Data Interface Connector

Modern hard disk drives use one of two interfaces: IDE (ATA) and its variants, or SCSI. You can tell immediately by looking at the back of the hard disk which interface is being used by the drive:

A standard hard disk IDE/ATA data interface connector.
If you look closely you can see markings for pins #1, #2, #39 and #40.
A 50-pin SCSI interface connector looks identical except that it
has 25 columns of pins instead of 20 (they look so much alike that
getting the two mixed up is common). A 68-pin SCSI interface
connector is pictured on the parent page of this page.

The connectors on hard disk drives are generally in the form of a 2xN rectangular grid of pins (where N is 20, 25, 34 or 40 depending on the interface). Older ST-506 (also called MFM, RLL) and ESDI hard disks used two data connectors, one 34 pins and the other 20 pins. These connectors were often not in the form of pins but rather card edge connectors, such as those used by ISA expansion cards. Some SCSI connectors may have different shapes, especially older ones.

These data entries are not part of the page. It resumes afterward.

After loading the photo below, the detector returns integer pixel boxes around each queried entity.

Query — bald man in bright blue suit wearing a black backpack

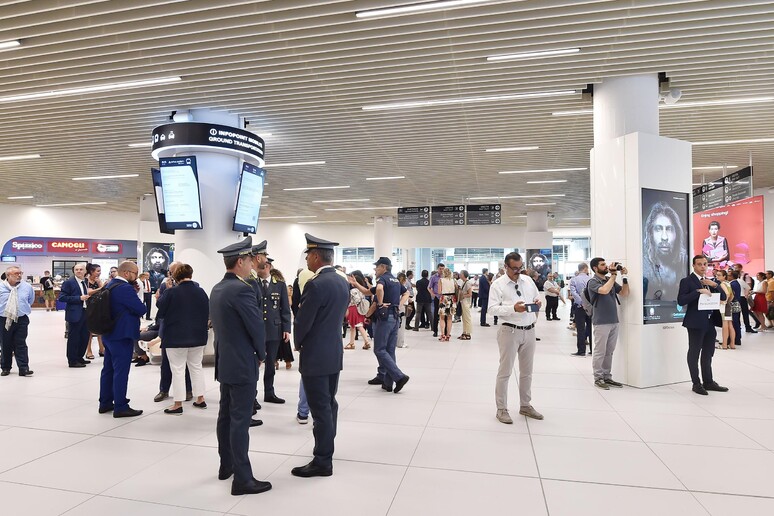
[98,261,145,417]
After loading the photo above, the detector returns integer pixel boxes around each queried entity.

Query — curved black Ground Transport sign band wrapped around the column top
[151,122,264,166]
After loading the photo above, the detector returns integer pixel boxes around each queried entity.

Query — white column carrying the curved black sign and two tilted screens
[155,110,242,294]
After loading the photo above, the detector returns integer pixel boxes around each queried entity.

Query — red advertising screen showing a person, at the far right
[693,195,766,277]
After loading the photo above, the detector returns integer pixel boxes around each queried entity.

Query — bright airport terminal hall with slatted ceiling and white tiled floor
[0,0,774,516]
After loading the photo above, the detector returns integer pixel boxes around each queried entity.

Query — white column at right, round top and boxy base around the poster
[589,74,691,387]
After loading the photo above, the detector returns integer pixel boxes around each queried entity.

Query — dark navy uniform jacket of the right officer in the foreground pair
[293,267,349,376]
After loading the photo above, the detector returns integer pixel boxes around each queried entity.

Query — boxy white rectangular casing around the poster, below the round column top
[591,133,692,387]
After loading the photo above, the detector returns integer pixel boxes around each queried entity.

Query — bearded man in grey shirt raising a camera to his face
[587,258,629,391]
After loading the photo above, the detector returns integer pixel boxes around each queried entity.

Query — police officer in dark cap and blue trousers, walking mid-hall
[350,256,409,393]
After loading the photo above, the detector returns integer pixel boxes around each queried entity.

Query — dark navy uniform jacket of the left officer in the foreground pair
[209,272,266,384]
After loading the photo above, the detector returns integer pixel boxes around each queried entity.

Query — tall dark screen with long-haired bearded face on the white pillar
[642,188,690,324]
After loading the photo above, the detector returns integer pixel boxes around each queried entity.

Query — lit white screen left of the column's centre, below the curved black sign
[159,156,202,230]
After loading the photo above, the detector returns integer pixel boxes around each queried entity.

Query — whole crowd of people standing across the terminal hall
[0,242,774,495]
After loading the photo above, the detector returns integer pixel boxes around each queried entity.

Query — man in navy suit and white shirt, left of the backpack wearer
[59,263,91,367]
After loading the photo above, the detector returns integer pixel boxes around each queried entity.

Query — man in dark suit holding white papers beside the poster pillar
[677,254,728,396]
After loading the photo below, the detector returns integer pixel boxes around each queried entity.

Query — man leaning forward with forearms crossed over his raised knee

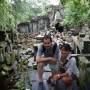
[36,35,60,90]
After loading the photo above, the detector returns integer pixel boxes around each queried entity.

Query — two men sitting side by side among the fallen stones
[36,35,79,90]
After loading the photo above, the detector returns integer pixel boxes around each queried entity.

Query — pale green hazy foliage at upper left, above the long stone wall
[0,0,49,31]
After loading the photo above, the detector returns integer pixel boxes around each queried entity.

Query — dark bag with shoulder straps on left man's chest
[42,43,57,57]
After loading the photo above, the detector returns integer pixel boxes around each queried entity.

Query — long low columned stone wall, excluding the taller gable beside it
[18,16,49,33]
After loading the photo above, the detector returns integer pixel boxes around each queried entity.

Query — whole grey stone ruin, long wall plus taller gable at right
[17,5,64,33]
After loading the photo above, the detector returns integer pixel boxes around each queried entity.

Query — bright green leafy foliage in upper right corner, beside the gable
[61,0,90,27]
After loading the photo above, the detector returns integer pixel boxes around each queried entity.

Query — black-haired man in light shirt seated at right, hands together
[53,44,79,90]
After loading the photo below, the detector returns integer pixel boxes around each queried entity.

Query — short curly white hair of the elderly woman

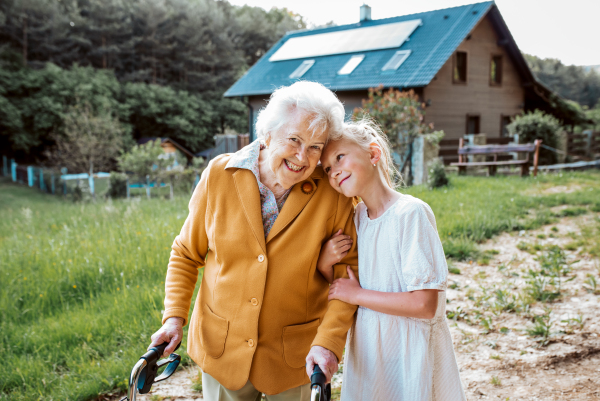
[256,81,344,141]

While most current SCSI interface connectors are keyed to prevent incorrect insertion (because they are D-shaped), this is not always the case for other interfaces. For this reason, it is important to make sure that the cable is oriented the correct way before plugging it in. The cable has a red stripe to indicate wire #1 and the hard disk uses markers of one form or another to indicate the matching pin #1.